Self-managed super funds (SMSFs) continue to grow in popularity and it isn't hard to see why.
They give investors control over their retirement savings, allowing them to tailor their portfolio to suit their long-term financial goals.
But with that flexibility comes responsibility — and selecting high-quality investments that can deliver sustainable returns over time is crucial.
Here are three fantastic ASX shares that brokers rate as buys and could be top picks for an SMSF portfolio.
CSL Ltd (ASX: CSL)
CSL is widely regarded as one of the crown jewels of the Australian share market — and for good reason. This global biotechnology business operates in essential healthcare markets, manufacturing life-saving plasma therapies and vaccines. With a world-class R&D pipeline, strong global demand, and defensive earnings, CSL ticks a lot of boxes for SMSF investors.
Despite short-term headwinds, including regulatory and foreign exchange pressures, CSL continues to invest heavily in innovation and has reaffirmed guidance for solid earnings growth.
Morgans thinks its shares are "materially undervalued" and rates CSL as a buy with a $303.70 price target.
Goodman Group (ASX: GMG)
Another ASX share to consider for an SMSF is Goodman Group. It is a global industrial property powerhouse that develops and manages logistics and warehouse assets in high-demand markets.

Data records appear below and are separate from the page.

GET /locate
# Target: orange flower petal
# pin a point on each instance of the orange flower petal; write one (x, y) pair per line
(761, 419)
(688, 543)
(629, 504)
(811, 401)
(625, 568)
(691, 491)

Goodman has a strong track record of delivering earnings and distribution growth, backed by long-term structural tailwinds such as e-commerce and supply chain optimisation.
The good news is that its recent push into data centre assets positions the business for further growth over the next decade.
Citi expects this to be the case. As a result, it recently put a buy rating and $40.00 price target on its shares.
Transurban Group (ASX: TCL)
Finally, for those looking for defensive and inflation-linked growth, Transurban Group is an SMSF share that is hard to ignore.
The company owns and operates toll roads in major cities across Australia and North America. With many of its assets secured through long-dated concessions, Transurban benefits from highly predictable cash flows.
It could also a compelling option for retirees or those nearing retirement, with a strong dividend profile and the potential for growing distributions over time. As urban populations grow and congestion increases, demand for Transurban's roads should remain resilient — making it an attractive core holding in a diversified SMSF portfolio.
UBS is a fan of the company. It has a buy rating and $14.85 price target on Transurban's shares.